C'est dans ces journaux que j'ai trouvé des régimes draconiens, fantaisistes, contraires à
toutes les lois élémentaires de la diététique. Le plus efficace - le plus pernicieux, sûrement - fut le «régime soupe», appelé aussi «régime des cardiologues». Une lectrice disait avoir perdu 8
kilos en une semaine! Le principe, complètement fou, est de manger à volonté un aliment différent chaque jour. Je l'ai fait, dès que je grossissais trop. Pendant une semaine, la première fois,
pour perdre 8 kilos, puis deux semaines, pour en éliminer 15, etc. Je ne me suis pas alimentée normalement pendant des années.

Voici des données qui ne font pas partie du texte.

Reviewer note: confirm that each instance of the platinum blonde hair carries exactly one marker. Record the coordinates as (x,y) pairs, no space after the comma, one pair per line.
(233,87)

Quand je vois les titres des articles qui paraissent dans certains magazines féminins
(«Comment perdre 4 kilos en huit jours»...), je ne peux m'empêcher de penser que les médias ont leur part de responsabilité dans le développement des troubles du comportement alimentaire chez les
jeunes filles... Bien sûr, ils ne sont pas coupables de ma boulimie. Mais ils m'ont donné un mode d'emploi détaillé pour l'entretenir. On commence à s'inquiéter de la progression de l'obésité, et
c'est une bonne chose. Ne devrait-on pas s'attaquer aux stéréotypes que nous assène la pub?